Yep, looks good! I was able to create/delete it. Thanks for the quick turnaround.

I would love to give this a shot as soon as daily backups are a thing. Without that I would be hesitant to try it. Also is there PGBouncer or something of the sort that will be supported?

Also would be nice to support Redis in a similar fashion (globally shared between the regions as a full blown instance).

Is it possible to connect to it externally without wireguard? For example inside of github actions to run migrations?

We’ll be offering volume snapshots for backups. More on that soon.

We’re planning on baking PGBounder in the postgres app but haven’t gotten to it yet.

We have a prototype of this you can test out now: Upstash for Redis®* · Fly Docs. It’s using KeyDB instead of Redis which supports master-master replication.

Not right now, but you could launch an application that proxies an exposed port to postgres over the private network.

Question on pricing, do you technically pay 2x the vm pricing to cover the replica as well?

It’s just a fly app with sprinkles on top so pricing is the same. You can add more replicas or scale back to one if you want. We’ll have some docs covering scaling scenarios in a few days.

hmmm I guess I am confused, it seems there is always a replica, is it a bad idea to only run with one instance (no replica)?

fly autoscale show outputs Disabled - How would we remove the replica or add more in the future if need be? Sorry If I am completely missing something here haha.

This brings up another points I wanted to ask about, do pg apps scale in a similar way to normal fly apps? If so, how does this work? Is this based on connection counts? How many connections do we get per vm?

Trying to grasp how scaling works when app servers start scaling and eating up pg connections and how we keep the PG scale in sync if that makes sense.
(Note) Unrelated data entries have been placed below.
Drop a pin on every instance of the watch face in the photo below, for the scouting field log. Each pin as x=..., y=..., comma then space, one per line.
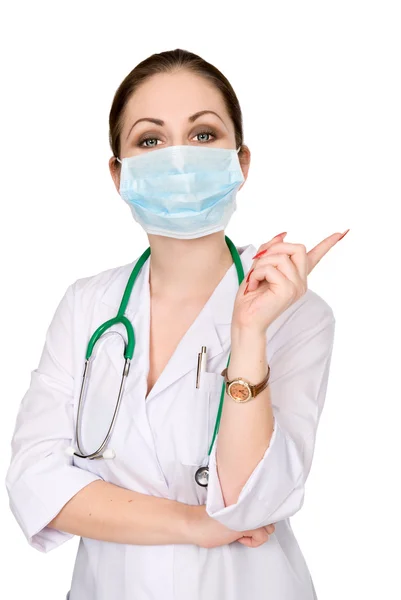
x=239, y=391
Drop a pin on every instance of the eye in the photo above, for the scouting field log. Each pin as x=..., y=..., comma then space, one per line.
x=147, y=139
x=206, y=132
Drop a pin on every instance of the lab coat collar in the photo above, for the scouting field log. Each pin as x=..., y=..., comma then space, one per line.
x=222, y=310
x=210, y=328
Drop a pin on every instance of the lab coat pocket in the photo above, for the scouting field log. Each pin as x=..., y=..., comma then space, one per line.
x=197, y=426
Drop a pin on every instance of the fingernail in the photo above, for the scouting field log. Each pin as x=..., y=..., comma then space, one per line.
x=259, y=254
x=249, y=274
x=345, y=233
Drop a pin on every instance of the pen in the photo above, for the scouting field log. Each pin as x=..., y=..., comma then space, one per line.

Thanks in advance! SUPER excited to see PG on fly :raised_hands:t2:

It is a bad idea to run with one instance. The only way to do resilient data on Fly is to run replicas.
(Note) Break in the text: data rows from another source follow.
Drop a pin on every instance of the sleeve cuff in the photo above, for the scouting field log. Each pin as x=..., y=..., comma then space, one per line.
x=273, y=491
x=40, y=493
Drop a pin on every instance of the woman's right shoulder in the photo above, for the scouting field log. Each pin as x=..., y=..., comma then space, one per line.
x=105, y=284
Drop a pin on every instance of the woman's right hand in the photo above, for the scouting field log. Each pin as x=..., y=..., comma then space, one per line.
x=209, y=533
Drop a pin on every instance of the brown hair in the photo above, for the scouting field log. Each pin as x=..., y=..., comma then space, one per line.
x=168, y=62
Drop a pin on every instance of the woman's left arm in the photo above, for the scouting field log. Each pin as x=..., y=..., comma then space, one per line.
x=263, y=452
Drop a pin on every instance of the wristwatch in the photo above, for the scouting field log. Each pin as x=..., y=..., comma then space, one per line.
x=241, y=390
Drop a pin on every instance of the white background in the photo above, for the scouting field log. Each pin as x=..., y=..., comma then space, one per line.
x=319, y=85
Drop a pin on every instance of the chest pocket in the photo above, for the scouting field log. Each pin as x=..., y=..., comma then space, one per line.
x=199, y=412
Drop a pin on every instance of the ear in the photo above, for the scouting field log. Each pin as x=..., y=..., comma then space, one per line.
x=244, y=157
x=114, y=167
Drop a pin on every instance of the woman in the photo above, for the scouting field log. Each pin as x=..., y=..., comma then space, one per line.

Postgres clusters don’t autoscale. Right now, scaling is all up to you! I’d like to introduce vertical autoscaling, but automatically adding instances is probably wrong for PG.
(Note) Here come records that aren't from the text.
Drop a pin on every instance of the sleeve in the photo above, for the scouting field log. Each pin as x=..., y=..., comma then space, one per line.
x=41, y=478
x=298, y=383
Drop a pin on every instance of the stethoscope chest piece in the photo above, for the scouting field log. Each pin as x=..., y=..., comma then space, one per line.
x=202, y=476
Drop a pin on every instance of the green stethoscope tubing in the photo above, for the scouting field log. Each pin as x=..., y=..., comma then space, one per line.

You manually scale them the same way you scale other apps. Here’s how you’d add a third instance in Sydney:

flyctl volumes create pg_data --region syd --size 10
flyctl scale count 3

Apps connect directly to postgres instances,

Interesting, so just by adding a new volume and setting the scale count to 3 it will automatically know to run a PG replica there?

Is there some magic happening behind the scenes?

We’re launching this Fly app when you create postgres clusters.

It uses Stolon (along with our shared Consul service) to manage replication + leader election. So when a third instance starts up, it figures out it should be a replica from the existing leader.

Very cool, and it will add these replicas based on regions there are volumes created?

Also, was I correct in my findings regarding pricing on the PG apps? Being that there is at least one replica, are these billed for both the leader and the replica?

Is there a concept of connection limits on these postgres instances? Do you have a best practice for when to scale and how (vertically vs. horizontally). Also wondering if there is a best practice for handling paired app servers scaling up and using more connections/memory/cpu.

Yes, volumes “restrict” where instances can run, so it’ll always launch them where you have volumes created.

There’s no special pricing for PG apps, they’re just normal Fly apps. So you do pay for both VMs (or all three if you add another replica).

Postgres has its own connection limits, we’re using the default of 100 per instance.

As a really rough heuristic, I’d shoot for VM sizes with 1GB of memory per 10-20GB of Postgres data. This varies wildly depending on workload but it seems to be a reasonable guideline for most full stack apps. I wouldn’t add replicas to scale most apps, but I would add replicas to run in other regions.